Es por ello que para la arqueóloga fue una agradable sorpresa entrar al nido del cuervo y encontrarse con una mesa pequeña, pinceles, un pequeño recipiente con tinta y hojas de papel, y al espadachín dormido en medio de un pequeño caos, con el líquido de color verde en la cara y en las manos y su espada más nueva, Enma, en su regazo. Normalmente estaría rodeado de pesas y sus espadas, así que por un momento se preguntó a qué se debía el cambio de ambiente, pero pronto dedujo que se debía a su reciente salida de Wano.

El espadachín no solía seguir ningún código en especial más que su propio código de honor, no se consideraba un samurái, pero admitía que había aprendido mucho de Kin'emon, como su técnica del zorro de fuego, y ciertas ideas del Bushido se ajustaban a sus ideales. Es por eso que la pelinegra asumió que se trataba de un entrenamiento: Zoro estaba intentando aprender el arte de la caligrafía. Era sabido que los samuráis la practicaban para mejorar su habilidad con la espada, y esto le sería útil al peliverde para aprender a controlar a Enma.

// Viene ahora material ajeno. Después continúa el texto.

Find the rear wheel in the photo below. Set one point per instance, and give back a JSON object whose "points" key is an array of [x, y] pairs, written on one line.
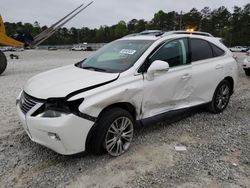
{"points": [[247, 71], [3, 62], [221, 97], [114, 132]]}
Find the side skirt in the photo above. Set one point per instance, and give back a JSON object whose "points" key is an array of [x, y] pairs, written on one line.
{"points": [[170, 115]]}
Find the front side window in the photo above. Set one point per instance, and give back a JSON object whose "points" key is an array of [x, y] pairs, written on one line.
{"points": [[117, 56], [175, 53], [217, 51], [200, 50]]}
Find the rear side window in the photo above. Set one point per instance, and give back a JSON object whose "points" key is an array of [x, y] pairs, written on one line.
{"points": [[217, 51], [174, 52], [200, 49]]}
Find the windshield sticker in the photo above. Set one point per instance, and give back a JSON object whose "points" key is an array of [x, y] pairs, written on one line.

Se quitó los zapatos y avanzó con cuidado de no despertarlo. Sabía que él siempre estaba en guardia, incluso dormido, pero no quería perturbarlo. Vio el libro que había subido a buscar en la mesa, lo había dejado allí la noche anterior que le tocó guardia, y había subido con el propósito de buscarlo. Se acercó a lentamente hasta tenerlo a su alcance, y al notar la hoja de papel que estaba en la mesa, pisada por la esquina del libro, su sonrojo fue monumental.

No entendía por qué algo tan simple como aquello había producido ese efecto en ella. Se atrevió a tomarla en sus manos, y ver aquellos caracteres escritos le robó una sonrisa mezclada con una mirada enternecida. Volteó a ver a su nakama, y notó su pecho subir y bajar suavemente al ritmo de su calmada respiración, aparentemente ajeno a su presencia. Descansaba entre algunos cojines del sofá con los brazos detrás de su cabeza, con el yukata amarrado a las caderas, cubriendo solamente la parte inferior y dejando su tonificado torso al descubierto, se mordió el labio ligeramente y procuró darse prisa, ideas peligrosas cruzaban su mente y no quería que Zoro la cortara en pedacitos. Fue entonces cuando notó las bolas de papel arrugadas por todo el lugar, no eran una ni dos, eran decenas de ellas, se rió internamente. Sabía que aquel hombre no se rendiría, no hasta alcanzar la perfección.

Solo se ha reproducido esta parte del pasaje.